Redshift and ELT

AWS Redshift is Amazon’s managed data warehouse service, which we make heavy use of at Bamboo. A common process when using a data warehouse is Extract, Transform, Load (ETL). In short, ETL is the process of extracting data from a source system/database, transforming it into a representation suitable for use in a (relational) data warehouse and then loading the transformed data into the warehouse.

A common theme when using Redshift is to flip the order of the Transform and Load steps, and instead load raw data extracted from a source system directly into Redshift, and then use Redshift’s compute power to perform any transformations. This is known as ELT. ELT is beneficial because it often removes the need for a separate transformation tool, reducing effort and cost to make data available in Redshift.

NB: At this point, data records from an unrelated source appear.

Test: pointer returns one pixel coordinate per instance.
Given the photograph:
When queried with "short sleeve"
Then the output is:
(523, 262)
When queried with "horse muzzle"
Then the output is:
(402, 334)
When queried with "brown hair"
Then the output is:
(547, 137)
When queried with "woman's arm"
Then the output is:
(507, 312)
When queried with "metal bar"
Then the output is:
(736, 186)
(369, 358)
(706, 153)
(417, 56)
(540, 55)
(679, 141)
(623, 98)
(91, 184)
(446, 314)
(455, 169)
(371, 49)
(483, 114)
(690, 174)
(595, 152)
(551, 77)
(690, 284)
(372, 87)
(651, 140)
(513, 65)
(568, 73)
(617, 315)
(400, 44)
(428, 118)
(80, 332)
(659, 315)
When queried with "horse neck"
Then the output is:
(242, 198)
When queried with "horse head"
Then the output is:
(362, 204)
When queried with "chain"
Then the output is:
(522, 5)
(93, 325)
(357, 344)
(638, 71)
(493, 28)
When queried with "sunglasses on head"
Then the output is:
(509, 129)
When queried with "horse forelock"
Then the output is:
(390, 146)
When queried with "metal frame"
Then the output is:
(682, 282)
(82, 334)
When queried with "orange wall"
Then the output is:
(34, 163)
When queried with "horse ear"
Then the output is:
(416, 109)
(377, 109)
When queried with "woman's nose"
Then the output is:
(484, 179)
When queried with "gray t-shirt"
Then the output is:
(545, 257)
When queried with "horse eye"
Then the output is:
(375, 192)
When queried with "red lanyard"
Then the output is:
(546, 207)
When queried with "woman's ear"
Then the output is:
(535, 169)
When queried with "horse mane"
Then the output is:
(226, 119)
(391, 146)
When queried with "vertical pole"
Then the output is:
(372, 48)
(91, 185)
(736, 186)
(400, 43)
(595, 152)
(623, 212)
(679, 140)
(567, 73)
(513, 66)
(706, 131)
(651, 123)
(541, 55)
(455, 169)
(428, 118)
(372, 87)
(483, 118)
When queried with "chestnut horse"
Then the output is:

An example of Redshift’s support for ELT is the SUPER column type, which allows the storage of structured (JSON) data directly in Redshift relations. Recently, AWS have improved their support for transforming such structured data with the new UNPIVOT keyword to destructure JSON objects.

In this post we’ll demonstrate UNPIVOT and how it enhances Redshift’s ELT abilities.

Example: inventory tracking

Consider an imaginary inventory tracking system that tracks the inventory of several shops, where each shop has an inventory of arbitrary items; assume that the shop’s source systems store the inventory as JSON objects. We can store this structured data by parsing JSON into the SUPER column type using json_parse. (For this post, we will use a temporary table, but the queries would also work with a non-temporary table.)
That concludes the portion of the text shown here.